The man thrashes, tries to stand, foaming darkly at the mouth. Black tears run from his eyes. He seems to reach for the girl, but the mother pulls the child away. She cradles her daughter closer. The girl’s body relaxes, and she exhales hard as the man falls flat on his face, gasping one last time.

He doesn’t move again.

Fear nails my feet to the stage. It glues my mouth shut. The crowd stands, unmoving. Shock and terror immobilize them too.

A red-haired woman bends down and checks the man’s pulse beneath sticky black vomit. “He’s dead!” she hollers. “He’s really dead!”

Someone screams.

Demetri leaps to the stage and stands protectively in front of me. “Ladies and gentlemen, please don’t panic,” he shouts. “I’m going to ask you to walk calmly toward the exit and let us seek medical attention for our guest.”

“She killed that man!”

A little boy in a baseball cap and overalls gives a terrified shriek. His mom covers his eyes to shield him from the gruesome sight. Children are crying. More shouts echo. The cacophony rings in my ears. What have I done?

“Black witch!” The old white man glares at me again. He points a skinny finger, yelling, “She’s the Devil.”

“Murderer!” the redhead shouts.

“Monster! Get them both!” someone else yells.

I look at Demetri, panicked. I’ve killed a man. A white man.

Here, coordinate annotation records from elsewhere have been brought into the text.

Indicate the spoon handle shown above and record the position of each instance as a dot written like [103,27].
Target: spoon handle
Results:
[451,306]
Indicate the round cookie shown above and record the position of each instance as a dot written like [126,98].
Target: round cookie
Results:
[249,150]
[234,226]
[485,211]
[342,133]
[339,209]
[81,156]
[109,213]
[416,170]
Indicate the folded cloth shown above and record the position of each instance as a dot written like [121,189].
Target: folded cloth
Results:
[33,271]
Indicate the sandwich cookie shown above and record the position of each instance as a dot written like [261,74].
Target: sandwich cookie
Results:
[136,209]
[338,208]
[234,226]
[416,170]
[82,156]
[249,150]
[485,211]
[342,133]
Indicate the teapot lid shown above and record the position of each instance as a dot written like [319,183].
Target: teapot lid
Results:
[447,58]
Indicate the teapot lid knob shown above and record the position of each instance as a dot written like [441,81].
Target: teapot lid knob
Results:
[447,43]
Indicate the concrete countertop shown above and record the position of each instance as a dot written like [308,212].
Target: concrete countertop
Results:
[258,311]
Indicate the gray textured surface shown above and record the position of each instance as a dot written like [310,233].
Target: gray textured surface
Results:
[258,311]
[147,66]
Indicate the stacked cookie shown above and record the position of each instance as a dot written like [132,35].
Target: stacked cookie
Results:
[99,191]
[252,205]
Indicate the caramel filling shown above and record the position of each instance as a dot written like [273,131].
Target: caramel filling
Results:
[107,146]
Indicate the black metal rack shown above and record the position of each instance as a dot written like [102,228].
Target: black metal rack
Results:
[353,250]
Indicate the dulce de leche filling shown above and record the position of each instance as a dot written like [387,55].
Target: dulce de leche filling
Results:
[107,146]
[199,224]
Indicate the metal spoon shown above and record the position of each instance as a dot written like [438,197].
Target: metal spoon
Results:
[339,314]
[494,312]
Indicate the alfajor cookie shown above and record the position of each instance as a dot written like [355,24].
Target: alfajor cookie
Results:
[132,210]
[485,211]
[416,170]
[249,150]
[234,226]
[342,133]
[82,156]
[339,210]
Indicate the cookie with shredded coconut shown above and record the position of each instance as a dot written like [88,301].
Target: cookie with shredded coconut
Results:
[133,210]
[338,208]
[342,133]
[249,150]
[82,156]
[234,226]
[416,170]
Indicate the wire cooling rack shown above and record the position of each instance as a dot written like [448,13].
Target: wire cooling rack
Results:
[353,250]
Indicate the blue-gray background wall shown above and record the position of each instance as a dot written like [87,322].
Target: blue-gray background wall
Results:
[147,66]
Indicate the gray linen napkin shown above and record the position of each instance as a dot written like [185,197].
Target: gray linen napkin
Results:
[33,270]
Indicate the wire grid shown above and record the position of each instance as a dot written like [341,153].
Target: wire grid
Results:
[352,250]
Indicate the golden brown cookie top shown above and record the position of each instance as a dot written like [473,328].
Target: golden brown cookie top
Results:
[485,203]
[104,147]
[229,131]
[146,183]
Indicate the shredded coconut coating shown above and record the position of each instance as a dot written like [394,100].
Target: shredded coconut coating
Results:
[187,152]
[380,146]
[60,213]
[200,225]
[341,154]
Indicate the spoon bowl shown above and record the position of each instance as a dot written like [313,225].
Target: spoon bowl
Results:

Put my family in jeopardy. All because I couldn’t stick to the script. I thought I could handle the stardust… At eighteen years old I should’ve known better. “Ladies and gentlemen!” Demetri protests. “Please remain calm and find the nearest exit! This isn’t her fault!”

But he’s wrong. It is my fault.

“Kill the Black witch!” The old man rushes the stage.

Demetri waves a hand in the air, compelling Papa’s animal illusions to storm the big top. The crowd scatters in a thousand directions. He grabs my hand, and we dash toward the hidden tent flap that leads backstage.

I look over my shoulder toward the audience. Mothers scoop up crying children, carrying them toward the exit. The faint wailing of police sirens can be heard.

In the center of the melee, the girl’s mom stands calmly, her dark glasses removed to reveal a blackened, swollen eye. Just before the curtain blocks the crowd from view, I catch her mouthing the wordsThank you.

CHAPTER TWOMalcolm DavenportMISSISSIPPI DELTA, 1904

My guitar is an albatross strapped against my back, a warning for all those who have come to hear me play. But when I enter a venue, very few know that. I walk through the juke joint. The place is inside a converted old plantation home. The decor even beats some clubs I’ve been to in twenty-first-century Philly. That’s because of Loot—Luther Holbert, the owner. He looks white, so he was able to avoid the racist Jim Crow laws. That’s the Mississippi Delta in 1904 for you.

I move through a cloud of smoke. A man is a smudge against the cream interior, his dark suit almost the color of midnight. The tip of a cigarette glows like a tiny sun. The whole place is studded with women dancing and men drowning their sorrows in half-empty glasses. The crowd is super small compared to my usual shows, with not even sixty people hanging out in front of the stage. I walk toward the bar with a relieved sigh.